The state Department of Environmental Protection is at its lowest staffing level in 12 years, leading to fewer enforcement actions and fine collections. At the Department of Conservation and Recreation, there are almost 400 fewer full-time positions now than there were a decade ago. And the Division of Ecological Restoration needs to address thousands of dams and culverts that have gone past their planned lifespans.

Advocacy groups agree: several state agencies charged with protecting the environment need more funding, particularly as climate change continues to increase risks and challenges. They gathered at the State House on Tuesday to urge lawmakers to invest millions of dollars, far beyond the level proposed by Gov. Charlie Baker, in those departments.

"Our environmental agencies have faced steep cuts in staff and resources in the last decade or so," said Elizabeth Henry, president of the Environmental League of Massachusetts. "We now have a third fewer staff in our key agencies and substantially less enforcement than we've almost ever had."

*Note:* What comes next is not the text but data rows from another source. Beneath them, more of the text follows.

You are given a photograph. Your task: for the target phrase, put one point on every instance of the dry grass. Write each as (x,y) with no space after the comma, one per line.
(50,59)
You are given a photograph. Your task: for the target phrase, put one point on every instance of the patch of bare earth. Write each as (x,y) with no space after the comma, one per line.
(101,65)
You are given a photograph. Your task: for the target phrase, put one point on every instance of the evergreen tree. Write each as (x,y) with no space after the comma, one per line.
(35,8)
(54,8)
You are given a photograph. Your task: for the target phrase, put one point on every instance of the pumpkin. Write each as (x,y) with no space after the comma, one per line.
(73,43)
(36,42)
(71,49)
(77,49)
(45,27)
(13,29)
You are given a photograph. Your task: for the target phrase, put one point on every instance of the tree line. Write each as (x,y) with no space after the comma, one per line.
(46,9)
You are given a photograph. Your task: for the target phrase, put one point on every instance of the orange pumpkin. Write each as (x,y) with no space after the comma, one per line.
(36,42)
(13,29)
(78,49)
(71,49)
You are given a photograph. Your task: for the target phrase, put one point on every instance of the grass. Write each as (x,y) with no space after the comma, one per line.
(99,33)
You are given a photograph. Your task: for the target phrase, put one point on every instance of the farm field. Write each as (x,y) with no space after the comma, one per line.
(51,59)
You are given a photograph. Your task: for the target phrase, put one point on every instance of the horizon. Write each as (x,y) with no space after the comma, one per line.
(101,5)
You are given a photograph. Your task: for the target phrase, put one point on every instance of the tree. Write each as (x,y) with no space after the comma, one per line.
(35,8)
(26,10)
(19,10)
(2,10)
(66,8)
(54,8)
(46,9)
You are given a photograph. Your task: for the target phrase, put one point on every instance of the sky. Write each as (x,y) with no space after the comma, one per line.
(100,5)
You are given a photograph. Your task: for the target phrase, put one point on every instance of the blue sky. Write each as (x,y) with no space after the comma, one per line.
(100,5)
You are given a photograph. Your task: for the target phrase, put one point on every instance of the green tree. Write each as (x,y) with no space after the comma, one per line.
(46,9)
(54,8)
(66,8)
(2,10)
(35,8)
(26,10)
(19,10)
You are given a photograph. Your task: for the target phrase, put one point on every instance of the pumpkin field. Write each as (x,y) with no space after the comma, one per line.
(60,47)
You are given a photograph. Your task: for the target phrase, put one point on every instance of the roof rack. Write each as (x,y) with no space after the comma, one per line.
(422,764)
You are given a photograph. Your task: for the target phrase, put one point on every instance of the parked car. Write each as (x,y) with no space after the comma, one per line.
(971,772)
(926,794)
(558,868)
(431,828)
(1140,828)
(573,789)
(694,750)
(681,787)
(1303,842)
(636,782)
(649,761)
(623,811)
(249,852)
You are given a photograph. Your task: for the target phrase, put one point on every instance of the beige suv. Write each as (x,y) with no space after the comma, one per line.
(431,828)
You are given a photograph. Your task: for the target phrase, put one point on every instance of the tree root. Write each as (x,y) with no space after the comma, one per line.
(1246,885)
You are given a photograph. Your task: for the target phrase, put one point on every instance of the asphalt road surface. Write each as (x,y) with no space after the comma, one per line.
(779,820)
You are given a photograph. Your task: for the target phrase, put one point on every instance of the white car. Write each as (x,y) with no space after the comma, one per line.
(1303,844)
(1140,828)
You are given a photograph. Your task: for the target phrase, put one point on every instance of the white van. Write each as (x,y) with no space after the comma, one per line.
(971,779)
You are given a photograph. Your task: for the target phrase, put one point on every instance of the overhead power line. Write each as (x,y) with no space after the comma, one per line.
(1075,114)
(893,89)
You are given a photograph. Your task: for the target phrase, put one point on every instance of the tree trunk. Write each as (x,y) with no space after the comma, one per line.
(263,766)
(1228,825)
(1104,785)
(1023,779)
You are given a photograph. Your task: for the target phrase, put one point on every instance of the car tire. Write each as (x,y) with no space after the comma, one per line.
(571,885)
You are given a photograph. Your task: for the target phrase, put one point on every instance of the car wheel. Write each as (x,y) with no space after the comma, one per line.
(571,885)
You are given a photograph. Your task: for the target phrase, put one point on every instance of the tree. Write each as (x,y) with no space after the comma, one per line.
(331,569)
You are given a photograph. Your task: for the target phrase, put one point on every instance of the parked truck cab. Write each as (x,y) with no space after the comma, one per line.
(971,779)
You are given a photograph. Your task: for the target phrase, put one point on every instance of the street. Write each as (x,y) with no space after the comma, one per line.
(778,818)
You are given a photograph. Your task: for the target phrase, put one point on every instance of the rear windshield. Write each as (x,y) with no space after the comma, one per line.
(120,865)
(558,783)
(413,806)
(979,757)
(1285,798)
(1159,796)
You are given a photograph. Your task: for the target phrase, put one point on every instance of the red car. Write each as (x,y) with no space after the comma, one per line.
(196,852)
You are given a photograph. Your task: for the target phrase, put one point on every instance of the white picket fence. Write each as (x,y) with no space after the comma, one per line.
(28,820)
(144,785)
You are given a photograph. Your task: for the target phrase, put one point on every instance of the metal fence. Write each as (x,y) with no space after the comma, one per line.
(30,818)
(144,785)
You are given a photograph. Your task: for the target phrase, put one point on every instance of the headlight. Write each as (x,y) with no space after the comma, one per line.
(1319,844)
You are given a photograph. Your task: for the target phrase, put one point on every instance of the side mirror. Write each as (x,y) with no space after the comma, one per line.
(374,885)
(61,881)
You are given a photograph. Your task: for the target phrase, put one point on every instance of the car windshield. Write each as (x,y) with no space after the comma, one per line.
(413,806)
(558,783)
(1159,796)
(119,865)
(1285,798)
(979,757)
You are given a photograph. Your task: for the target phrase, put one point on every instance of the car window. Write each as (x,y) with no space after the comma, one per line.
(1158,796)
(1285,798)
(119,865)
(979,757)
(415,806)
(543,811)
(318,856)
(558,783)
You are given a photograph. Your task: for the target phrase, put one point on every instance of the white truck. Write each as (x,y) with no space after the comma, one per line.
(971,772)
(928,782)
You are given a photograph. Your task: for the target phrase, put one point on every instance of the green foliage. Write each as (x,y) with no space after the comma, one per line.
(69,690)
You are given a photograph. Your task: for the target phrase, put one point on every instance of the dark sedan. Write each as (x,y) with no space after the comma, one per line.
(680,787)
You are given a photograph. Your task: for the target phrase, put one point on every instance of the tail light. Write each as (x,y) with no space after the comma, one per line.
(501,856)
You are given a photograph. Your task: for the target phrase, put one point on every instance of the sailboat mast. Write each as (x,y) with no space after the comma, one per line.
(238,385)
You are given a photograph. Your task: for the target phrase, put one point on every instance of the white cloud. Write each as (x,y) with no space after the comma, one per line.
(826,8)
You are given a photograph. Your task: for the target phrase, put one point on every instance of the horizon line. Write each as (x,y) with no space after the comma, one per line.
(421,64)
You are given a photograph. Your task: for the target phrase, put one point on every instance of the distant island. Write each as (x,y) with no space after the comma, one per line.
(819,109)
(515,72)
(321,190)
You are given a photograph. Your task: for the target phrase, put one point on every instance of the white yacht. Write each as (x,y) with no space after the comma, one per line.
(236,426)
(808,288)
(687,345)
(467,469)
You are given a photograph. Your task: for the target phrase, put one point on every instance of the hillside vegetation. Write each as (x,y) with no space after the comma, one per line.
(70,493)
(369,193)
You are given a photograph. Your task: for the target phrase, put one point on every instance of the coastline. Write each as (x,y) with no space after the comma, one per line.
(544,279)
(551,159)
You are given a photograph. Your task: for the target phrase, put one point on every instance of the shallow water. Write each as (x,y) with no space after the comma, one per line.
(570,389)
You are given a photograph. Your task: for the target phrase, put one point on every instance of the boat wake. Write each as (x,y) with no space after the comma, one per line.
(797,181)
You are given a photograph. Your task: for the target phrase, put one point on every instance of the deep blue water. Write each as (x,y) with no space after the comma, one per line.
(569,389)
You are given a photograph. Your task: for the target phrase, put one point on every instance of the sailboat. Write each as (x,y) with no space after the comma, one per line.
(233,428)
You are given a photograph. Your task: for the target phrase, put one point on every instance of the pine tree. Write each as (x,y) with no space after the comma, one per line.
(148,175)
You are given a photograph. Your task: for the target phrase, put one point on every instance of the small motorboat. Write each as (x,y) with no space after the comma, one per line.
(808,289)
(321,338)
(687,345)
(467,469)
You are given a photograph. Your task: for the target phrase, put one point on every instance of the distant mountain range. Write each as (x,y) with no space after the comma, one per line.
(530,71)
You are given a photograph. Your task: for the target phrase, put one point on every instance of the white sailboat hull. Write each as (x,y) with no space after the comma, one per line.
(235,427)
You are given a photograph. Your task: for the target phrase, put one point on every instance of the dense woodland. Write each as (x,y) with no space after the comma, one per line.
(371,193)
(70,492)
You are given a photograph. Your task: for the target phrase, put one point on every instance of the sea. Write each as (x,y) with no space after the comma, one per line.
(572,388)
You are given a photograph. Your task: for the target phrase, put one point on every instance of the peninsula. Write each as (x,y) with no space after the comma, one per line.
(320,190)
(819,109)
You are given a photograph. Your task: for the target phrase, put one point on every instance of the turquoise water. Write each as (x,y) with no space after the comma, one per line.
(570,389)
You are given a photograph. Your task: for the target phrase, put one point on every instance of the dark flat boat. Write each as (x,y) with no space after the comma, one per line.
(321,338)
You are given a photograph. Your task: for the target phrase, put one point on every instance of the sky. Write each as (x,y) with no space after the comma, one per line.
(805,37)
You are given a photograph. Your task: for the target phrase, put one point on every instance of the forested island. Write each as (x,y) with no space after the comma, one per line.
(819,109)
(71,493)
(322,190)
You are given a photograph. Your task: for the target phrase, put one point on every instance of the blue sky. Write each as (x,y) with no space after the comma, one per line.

Many of the issues raised Tuesday dealt with staffing at the state's environmental agencies, with suggestions for additional funding to fill positions that had been cut. Even as climate change becomes a more central issue, most of the departments involved have fewer people working today than they did in recent years.

That trend carries significant effects. A Boston Globe review in 2017 found that, as the the DEP's workforce decreased by about a third in the past 10 years, enforcement against serious violations dropped 50 percent and fines dropped 75 percent.

"They didn't have the staff to go out and do the inspections to meet with folks and do a follow-up for enforcements," said Gabby Queenan, policy director for the Massachusetts River Alliance. "It's really an accident waiting to happen."

Advocates often point toward the overall percentage of the budget used for conservation and protection. In the early 2000s, about 1 percent of the budget went to environmental agencies, but in recent years, as the total budget has raced past $40 billion, that figure has hovered around 0.6 percent.

"With increasing challenges we face due to climate change, this is not sufficient," Henry said.

Gov. Charlie Baker's fiscal year 2020 budget does allocate increases to DEP, DCR and DER, but Henry said it's only an "incremental step" that needs to be expanded. Environmental groups behind the "Green Budget" presentation Tuesday suggested increasing funding for DCR State Parks and Recreation to $47 million, DCR Watershed Management to $1.5 million, amd DER to $1.75 million.

The group and Baker agreed on DEP administration, though, with both parties proposing an increase up to $31.5 million in fiscal year 2020.

"All of these agencies people think we can squeeze and get away with — the price is visible now and it's going to be visible in the future," said Sen. William Brownsberger, a member of the Senate's Global Warming and Climate Change Committee. "Strengthening our commitment to these environmental agencies is a very fundamental thing."

There was a sense of optimism at Tuesday's presentation. Rep. William "Smitty" Pignatelli, chair of the House Environment, Natural Resources and Agriculture Committee, pointed to Speaker Robert DeLeo's proposal for a 10-year, $1 billion environmental grant program as a sign of progress.

"Climate change is very different from one end of this Commonwealth to another, but it's impacting us just the same," Pignatelli said. "We're ready to go to work."